Submit a talk on data

Submit a talk on data

Submit talks on data engineering, data science, machine learning, big data and analytics through the year – 2019

sanjiv soni

@sanjivsoni

Swing and a Miss: Deploying machine learning models for IoT enabled devices using Python

Submitted Sep 4, 2018

The primary purpose of this talk to describe how we are using python and sklearn to model and analyse time series sensor data. In particular, I will walk through how we use Python to process data from an IoT enabled sensor attached to a cricket bat, build machine learning models on the data, and use open source tools to deploy our models in the sensor device as a smart IoT application.

Outline

Outline:
The session will be beginning with exploring some basic concepts to help the audience in understanding the talk in a better manner. It will be followed by exploring how we are forming features by rapidly creating and validating the hypothesis using Jupyter notebooks. This part will be mostly about sharing some approaches with code bases in python. The next thing we will discuss is how open source Python tools can be used to build and deploy machine learning models in a standalone IoT motion sensing device. We conclude the talk by leaving some food for thought for the audience to ponder upon and point out an interesting and important area in Data Science and smart IoT world.

Detailed Description:
With the steep increase in the number of smart-things connected to the internet, the amount of data that is being generated by such devices is increasing exponentially. However, much of that data is not useful and therefore filtering unuseful data is an important task. How do we filter the important part and remove the noise from sensor data streams to generate actionable insights?

To demonstrate the problem we are placing a sensor device on a cricket bat. The IoT device is a miniaturised, wireless MEMS inertial measurement unit (IMU). The IMU incorporates three-axis sensing of bat acceleration and angular velocity with a low-power Bluetooth to transmit this data to a mobile.

First, we gather event-based data rather than storing the entire stream. This again poses the question: how do we define an event? What makes an event unique from the surrounding ‘non-event’ context? These are some of the questions that need to be answered in order to define an event. Watching a cricket batter stand and prepare to swing, the human brain continuously filters its visual perception and is able to detect and differentiate a swing from the pre- and post-swing activity. We need to be able to automate that same process. Some data instances can be tagged while other can’t be. This helps in training and evaluating machine learning models later.

Secondly, After we have extracted time series data based on the instances, we can start analysing these event-based sets of data to understand the language of sensor data. For this, we are using Jupyter Lab to interactively work with data. How does an accelerometer data depict the real world physical motion? This step helps us find the relation between the real world actions and the sensor data set. Well, the extraction process will be prone to noises.
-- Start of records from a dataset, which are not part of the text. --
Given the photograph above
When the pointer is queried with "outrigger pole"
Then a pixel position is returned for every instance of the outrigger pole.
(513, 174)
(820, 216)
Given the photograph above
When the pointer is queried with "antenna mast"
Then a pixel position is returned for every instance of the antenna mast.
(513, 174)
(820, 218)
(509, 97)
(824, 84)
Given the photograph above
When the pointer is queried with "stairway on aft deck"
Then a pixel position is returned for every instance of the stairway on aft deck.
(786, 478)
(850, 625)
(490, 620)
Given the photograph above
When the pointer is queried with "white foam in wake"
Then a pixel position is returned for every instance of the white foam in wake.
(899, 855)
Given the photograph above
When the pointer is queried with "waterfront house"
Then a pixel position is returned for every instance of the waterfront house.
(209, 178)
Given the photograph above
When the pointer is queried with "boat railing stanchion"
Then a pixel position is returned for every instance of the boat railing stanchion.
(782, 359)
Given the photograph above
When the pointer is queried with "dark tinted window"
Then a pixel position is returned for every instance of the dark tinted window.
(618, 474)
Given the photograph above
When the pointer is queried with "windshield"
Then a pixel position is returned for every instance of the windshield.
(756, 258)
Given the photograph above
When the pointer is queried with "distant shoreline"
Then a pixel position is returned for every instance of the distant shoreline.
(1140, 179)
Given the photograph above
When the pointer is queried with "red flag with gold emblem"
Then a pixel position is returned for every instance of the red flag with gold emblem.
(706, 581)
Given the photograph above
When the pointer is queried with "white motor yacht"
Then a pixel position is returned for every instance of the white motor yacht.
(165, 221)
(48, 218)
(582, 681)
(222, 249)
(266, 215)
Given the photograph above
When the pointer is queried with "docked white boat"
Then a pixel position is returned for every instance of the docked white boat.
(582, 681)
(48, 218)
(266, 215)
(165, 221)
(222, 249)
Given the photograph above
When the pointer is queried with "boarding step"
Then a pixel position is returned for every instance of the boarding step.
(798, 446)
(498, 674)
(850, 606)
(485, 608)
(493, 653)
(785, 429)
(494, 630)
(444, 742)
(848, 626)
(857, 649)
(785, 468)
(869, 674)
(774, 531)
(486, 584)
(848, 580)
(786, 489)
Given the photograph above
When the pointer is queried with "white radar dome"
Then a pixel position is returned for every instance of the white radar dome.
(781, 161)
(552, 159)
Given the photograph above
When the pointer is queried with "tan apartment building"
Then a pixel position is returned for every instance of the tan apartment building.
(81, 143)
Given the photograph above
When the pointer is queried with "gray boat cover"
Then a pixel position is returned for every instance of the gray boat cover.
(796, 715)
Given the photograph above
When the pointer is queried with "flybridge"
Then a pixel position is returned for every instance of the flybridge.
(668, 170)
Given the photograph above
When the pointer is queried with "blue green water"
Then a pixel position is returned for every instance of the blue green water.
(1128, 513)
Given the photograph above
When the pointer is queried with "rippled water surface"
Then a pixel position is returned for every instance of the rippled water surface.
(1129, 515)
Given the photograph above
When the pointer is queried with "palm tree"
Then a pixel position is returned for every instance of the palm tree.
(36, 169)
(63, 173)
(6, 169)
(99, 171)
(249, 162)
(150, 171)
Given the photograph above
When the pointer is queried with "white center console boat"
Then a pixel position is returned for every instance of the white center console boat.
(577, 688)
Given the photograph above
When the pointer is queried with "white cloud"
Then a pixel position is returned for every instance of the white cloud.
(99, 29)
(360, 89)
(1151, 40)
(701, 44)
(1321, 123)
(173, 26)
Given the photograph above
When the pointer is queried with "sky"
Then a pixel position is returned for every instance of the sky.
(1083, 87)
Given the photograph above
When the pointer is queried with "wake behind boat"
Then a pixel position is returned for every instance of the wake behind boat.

The data comes in CSV files, python seems the right choice for us to read and analyse the data. Pandas and offer data frames that come handy to rapidly form and validate hypothesis interactively in Jupyter notebooks. Any analysis is incomplete without visualisation, that’s where Matplotlib helps us understand the data better. We quickly test the machine learning models by using Sklearn, which has most of the standard algorithms already implemented. This keynote will describe some of the analysis (along with python code) to show how we have taken several steps right from forming the hypothesis to implementing a solution in the device level layer. All of this demonstrates how Python and its rich set of libraries are helpful in forming solutions to some of the product related features.

Thirdly, we need to automate the task of classifying a particular instance from the stream. For this to happen, we can either feed a machine learning model or create a rule-based algorithm which can classify the events into buckets.

Now every step has its own set of challenges, firstly the application we are working on involves using motion sensors attached to the back of a cricket bat. There are network constraints in the field. If a sportsperson wants to know real-time analytics from the device, the segregation needs to happen offline. We have to deploy the models on the miniature sensor devices because sometimes the players don’t even carry their mobile phones to the playing area. Therefore our objective is to enable the devices to remain independent in running machine learning algorithms by themselves.

Speaker bio

Sanjiv Soni is a Data Scientist at Montane Ventures, an early-stage venture capital fund based in India.. He is also an international fellow at University of San Francisco for Deep Learning Programme. Sanjiv has experience with Software and product ecosystem. He has interests in building software devised solutions to problems solved by humans.